Intitolato "La Scuola come fucina di cittadinanza: il progetto 'Immigrati: diritto alla salute ed equità sociale'", racconterà il progetto che ha offerto alle studentesse e agli studenti dell'Istituto Professionale per i Servizi Sociali "De Lilla" di Conversano l'opportunità di conoscere e di affrontare con competenza la delicata tematica della comunicazione tra pazienti immigrati e medici di medicina generale.
L'obiettivo era quello di far comprendere agli alunni, direttamente negli ambulatori dei medici di famiglia, il significato dei diritti previsti dalla nostra Carta Costituzionale quali il diritto alla salute e il diritto all'uguaglianza degli individui, attraverso una ricerca realizzata con la somministrazione di questionari che valutasse gli effetti assistenziali prodotti da una Legge regionale innovativa, la numero 32, varata nel 2009 dal Consiglio Regionale della Puglia che disciplinava l'accesso alle cure da parte degli immigrati.
Fortemente voluto dalla professoressa Monteleone e realizzato in collaborazione con l'Università degli Studi di Bari "Aldo Moro", l'Ordine dei Medici Chirurghi ed Odontoiatri della Provincia di Bari e la Federazione Italiana Medici di Medicina Generale, il progetto ha avuto risonanza internazionale e nel 2019 è stato presentato nell'ambito dell'evento "Promising local practices for the enjoyment of the right to health by migrants - Buone prassi locali per l'esercizio del diritto alla salute da parte dei migranti", presso il Palazzo delle Nazioni Unite di Ginevra, alla presenza del Direttore generale dell'Organizzazione Mondiale della Sanità - Tedros Adhanom Ghebreyesus.
Quello pugliese è stato uno dei 4 case studies a livello europeo che rappresentano soluzioni innovative per superare le barriere di accesso ai servizi sanitari e per proteggere la dignità di bambini, donne e uomini migranti.
"Questo progetto aveva diversi obiettivi – spiega Mariantonietta Monteduro, Segretaria Omceo Bari - da un lato, la misurazione della qualità dell'assistenza e della facilità di accesso alle cure per i migranti, e la ricerca di modalità di miglioramento ulteriore, dall'altro il coinvolgimento degli studenti, che valorizzava il forte ruolo sociale sia della sanità sia della scuola nella salvaguardia dei diritti umani.

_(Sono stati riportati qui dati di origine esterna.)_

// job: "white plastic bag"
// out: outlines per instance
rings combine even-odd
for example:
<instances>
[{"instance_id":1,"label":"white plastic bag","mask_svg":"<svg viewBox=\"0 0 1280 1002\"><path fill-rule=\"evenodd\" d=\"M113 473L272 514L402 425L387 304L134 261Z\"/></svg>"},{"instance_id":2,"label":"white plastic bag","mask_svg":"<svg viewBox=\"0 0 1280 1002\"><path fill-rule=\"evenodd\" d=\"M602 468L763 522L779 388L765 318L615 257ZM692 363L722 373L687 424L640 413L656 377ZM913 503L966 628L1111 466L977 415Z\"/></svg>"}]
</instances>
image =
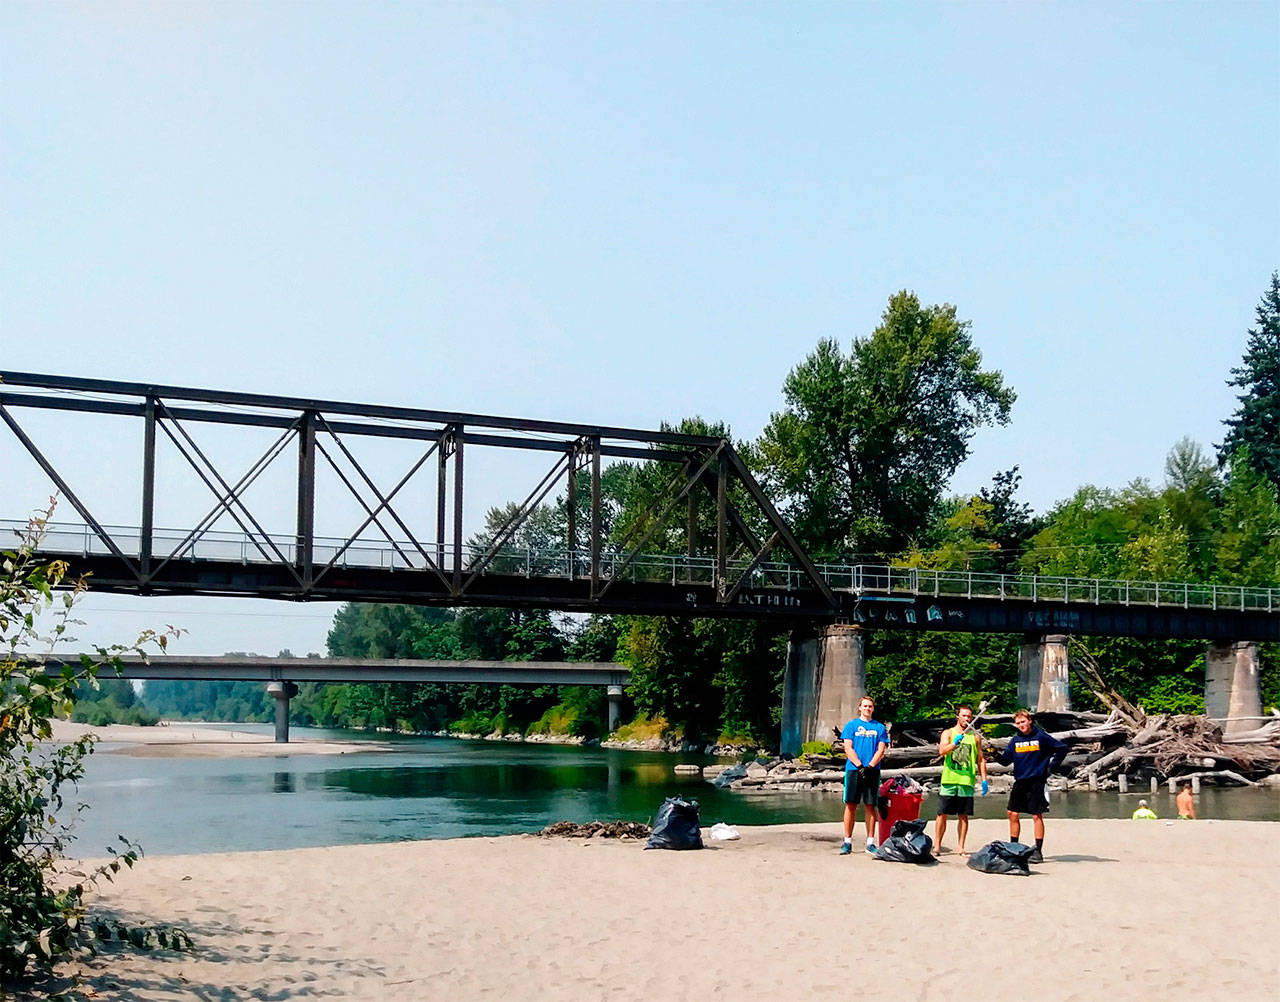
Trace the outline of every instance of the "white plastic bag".
<instances>
[{"instance_id":1,"label":"white plastic bag","mask_svg":"<svg viewBox=\"0 0 1280 1002\"><path fill-rule=\"evenodd\" d=\"M723 821L717 821L711 826L711 837L717 842L732 842L736 838L742 838L738 834L738 829L732 825L727 825Z\"/></svg>"}]
</instances>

Un obiettivo cruciale in un momento storico come quello attuale in cui i diritti fondamentali dell'uomo, cui Giulia Monteleone ha dedicato così tanta passione e impegno, vengono calpestati o minacciati su più fronti".
Il convegno vedrà la partecipazione di una serie di autorità istituzionali ed esponenti del mondo della Sanità e della Scuola, tra cui il Prefetto di Bari – Francesco Russo, il Presidente Regione Puglia – Michele Emiliano, il Sindaco di Bari e della Città Metropolitana – Vito Leccese, il Sindaco di Conversano – Giuseppe Lovascio, il Sindaco di Noicattaro – Raimondo Innamorato, il D.G. Ufficio Scolastico Regionale – Giuseppe Silipo, il DS Istituto scolastico Modugno-De Lilla - Margherita Manghisi, il Vicepresidente FNOMCeO – Giovanni Leoni, il Segretario Nazionale FIMMG – Silvestro Scotti, la Segretaria OMCeO Bari – Mariantonietta Monteduro, il Segretario Regionale FIMMG Puglia – Antonio De Maria, il Segretario Provinciale FIMMG Bari – Nicola Calabrese.
L'evento sarà inoltre preceduto al mattino dalla Cerimonia di Intitolazione dell'Istituto Professionale di Stato di Conversano a Giulia Monteleone (ore 12.00 - via Pantaleo 1, Conversano) con l'intervento del Vescovo di Conversano – Giuseppe Favale, alla presenza della Dirigente Scolastica e della autorità.